А когда я возвратился в камеру, в ней оказалось двое новеньких: Иоганн Карлович Витос, седой латыш, в прошлом, при Дзержинском, один из руководящих работников ВЧК, в последние годы секретарствовавший в каком-то московском райкоме, и этот рыжеватый Журбенда. Витос и Журбенда сидели на нарах спинами один к другому – они познакомились с час назад и успели поссориться. Не знаю, бывает ли столько раз описанная любовь с первого взгляда, но ненависть с первого слова встречалась мне часто. Именно такое чувство охватило Витоса. Крепкая ненависть соединяет прочнее пылкой любви. Отныне Витос, где бы ни был, думал о Журбенде и стремился к нему, чтобы вылить на него яд. Он охотно добавил бы и удар, но, как я уже упоминал, Журбенда считал кулак аргументом увесистым, но не веским. Этот человек жил среди слов и для слова. Он пробовал слова на вкус, дышал ими, как воздухом, дрался словом, как ножом; погружался с головой в его диковинную магию – не уставал, никогда не уставал наслаждаться его волшебством!

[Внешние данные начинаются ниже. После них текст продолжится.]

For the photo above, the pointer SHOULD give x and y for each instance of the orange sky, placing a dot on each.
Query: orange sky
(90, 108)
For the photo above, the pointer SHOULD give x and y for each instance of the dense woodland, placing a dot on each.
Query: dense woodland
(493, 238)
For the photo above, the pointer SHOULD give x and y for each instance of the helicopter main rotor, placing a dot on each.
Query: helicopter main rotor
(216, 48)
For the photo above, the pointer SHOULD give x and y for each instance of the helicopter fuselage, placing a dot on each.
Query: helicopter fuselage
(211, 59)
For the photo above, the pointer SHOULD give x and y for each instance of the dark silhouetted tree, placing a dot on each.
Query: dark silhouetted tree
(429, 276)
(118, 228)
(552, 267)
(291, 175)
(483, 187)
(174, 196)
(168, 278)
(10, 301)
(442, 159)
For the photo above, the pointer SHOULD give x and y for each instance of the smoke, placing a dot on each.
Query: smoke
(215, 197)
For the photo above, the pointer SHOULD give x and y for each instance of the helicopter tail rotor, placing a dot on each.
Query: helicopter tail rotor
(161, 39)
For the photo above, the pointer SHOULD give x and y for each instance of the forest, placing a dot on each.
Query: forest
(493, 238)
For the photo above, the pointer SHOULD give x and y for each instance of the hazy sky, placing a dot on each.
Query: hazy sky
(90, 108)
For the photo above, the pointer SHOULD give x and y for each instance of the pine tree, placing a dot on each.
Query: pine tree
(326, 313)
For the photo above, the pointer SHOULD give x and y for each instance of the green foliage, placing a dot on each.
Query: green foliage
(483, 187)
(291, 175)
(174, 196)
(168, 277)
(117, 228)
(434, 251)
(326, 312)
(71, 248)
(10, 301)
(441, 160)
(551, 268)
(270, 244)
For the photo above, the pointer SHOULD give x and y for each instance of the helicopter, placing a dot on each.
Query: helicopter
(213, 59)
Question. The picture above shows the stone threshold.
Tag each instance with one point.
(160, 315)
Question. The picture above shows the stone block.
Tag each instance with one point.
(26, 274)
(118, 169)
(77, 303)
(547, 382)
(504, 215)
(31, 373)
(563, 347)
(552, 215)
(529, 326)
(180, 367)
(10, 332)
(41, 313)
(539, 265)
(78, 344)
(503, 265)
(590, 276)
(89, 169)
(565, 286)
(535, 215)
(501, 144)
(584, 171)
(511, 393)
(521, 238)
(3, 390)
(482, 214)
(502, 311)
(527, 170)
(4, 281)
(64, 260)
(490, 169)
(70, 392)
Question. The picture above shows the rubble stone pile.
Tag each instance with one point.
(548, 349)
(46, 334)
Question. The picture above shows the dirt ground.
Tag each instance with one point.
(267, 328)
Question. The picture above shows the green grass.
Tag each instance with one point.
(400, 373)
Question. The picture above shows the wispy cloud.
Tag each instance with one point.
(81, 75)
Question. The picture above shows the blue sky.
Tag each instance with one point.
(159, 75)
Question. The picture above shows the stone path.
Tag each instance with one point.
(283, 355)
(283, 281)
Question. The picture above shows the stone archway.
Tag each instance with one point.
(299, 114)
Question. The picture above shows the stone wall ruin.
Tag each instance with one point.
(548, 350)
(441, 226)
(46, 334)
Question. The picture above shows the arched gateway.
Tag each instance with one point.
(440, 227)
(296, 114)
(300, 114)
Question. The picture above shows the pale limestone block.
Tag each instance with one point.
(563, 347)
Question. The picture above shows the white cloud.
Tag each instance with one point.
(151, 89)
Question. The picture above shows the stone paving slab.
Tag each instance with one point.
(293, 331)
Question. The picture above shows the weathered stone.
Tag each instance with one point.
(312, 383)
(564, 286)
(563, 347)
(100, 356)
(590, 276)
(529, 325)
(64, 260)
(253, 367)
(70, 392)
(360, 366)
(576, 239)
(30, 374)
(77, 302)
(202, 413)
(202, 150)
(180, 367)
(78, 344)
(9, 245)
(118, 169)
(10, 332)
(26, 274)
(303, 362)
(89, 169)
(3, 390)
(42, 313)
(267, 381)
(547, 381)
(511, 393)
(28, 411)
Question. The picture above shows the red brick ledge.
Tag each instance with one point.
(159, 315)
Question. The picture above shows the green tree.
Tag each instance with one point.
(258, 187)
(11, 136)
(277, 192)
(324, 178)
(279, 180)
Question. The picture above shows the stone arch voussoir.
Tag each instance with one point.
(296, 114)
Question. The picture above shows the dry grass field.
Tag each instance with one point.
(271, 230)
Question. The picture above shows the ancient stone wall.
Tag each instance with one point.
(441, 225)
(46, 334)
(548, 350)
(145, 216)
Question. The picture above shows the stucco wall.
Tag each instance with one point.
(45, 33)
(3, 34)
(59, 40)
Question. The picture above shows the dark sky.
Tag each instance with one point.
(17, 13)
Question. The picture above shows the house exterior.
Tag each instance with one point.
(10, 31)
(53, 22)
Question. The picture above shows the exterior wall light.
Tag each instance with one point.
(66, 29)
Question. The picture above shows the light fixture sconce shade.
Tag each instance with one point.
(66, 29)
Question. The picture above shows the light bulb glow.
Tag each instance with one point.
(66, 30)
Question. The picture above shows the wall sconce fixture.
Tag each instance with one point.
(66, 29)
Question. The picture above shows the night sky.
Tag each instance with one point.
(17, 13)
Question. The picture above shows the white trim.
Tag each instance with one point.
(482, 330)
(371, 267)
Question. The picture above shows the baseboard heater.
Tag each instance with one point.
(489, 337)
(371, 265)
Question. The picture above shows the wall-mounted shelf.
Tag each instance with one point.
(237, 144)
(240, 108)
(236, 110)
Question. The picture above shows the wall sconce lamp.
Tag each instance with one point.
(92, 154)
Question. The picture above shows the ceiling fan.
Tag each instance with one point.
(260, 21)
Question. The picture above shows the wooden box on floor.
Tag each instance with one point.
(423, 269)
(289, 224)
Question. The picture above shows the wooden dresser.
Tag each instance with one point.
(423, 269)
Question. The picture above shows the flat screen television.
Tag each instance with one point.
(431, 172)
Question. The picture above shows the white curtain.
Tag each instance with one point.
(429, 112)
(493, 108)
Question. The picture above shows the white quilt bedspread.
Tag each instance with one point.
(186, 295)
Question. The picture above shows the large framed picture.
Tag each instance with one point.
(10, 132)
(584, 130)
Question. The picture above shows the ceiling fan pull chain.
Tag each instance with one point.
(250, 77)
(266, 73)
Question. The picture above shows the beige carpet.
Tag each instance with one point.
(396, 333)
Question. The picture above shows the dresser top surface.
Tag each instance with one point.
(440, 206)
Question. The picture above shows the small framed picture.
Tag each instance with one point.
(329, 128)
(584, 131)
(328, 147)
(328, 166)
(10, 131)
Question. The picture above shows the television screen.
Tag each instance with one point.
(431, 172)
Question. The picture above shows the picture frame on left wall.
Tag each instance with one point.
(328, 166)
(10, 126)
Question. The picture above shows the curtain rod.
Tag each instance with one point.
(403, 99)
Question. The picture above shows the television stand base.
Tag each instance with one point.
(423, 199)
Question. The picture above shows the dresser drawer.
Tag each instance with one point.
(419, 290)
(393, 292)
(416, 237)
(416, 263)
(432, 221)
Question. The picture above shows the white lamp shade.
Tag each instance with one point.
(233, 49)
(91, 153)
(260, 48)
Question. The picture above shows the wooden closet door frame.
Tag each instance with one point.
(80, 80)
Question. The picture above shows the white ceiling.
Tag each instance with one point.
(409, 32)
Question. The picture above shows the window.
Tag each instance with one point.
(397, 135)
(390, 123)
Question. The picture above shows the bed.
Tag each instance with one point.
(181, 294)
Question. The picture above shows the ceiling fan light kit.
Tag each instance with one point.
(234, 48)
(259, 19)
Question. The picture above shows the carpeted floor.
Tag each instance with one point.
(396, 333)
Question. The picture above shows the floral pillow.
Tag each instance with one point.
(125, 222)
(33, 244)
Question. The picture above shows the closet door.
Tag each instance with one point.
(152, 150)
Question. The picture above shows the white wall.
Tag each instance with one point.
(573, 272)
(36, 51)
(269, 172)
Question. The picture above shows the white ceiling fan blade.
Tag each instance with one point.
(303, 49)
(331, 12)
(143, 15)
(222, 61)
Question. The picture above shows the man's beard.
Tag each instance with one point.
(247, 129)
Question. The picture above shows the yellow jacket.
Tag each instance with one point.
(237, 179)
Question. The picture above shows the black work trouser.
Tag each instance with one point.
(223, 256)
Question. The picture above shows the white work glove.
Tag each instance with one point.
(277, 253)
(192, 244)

– Приберите камеру, – приказал нам дежурный надзиратель. – Скоро переведем вас в другой корпус.

Нам было не до уборки. Мы обсуждали предстоящий выход в лагерь. Уже было известно, что нас отправят из Соловков в Норильск, на строительство металлургического завода. Жизнь делала очередной крутой поворот. На этот раз это был поворот к лучшему. Кончилась кампания истребления, где-то наверху наконец схватились за голову. Да, теперь становилось ясно, что подведена черта не только под Ежовым, но и под ежовщиной, ветерок воли пахнул нам в лицо. Шло лето тридцать девятого года.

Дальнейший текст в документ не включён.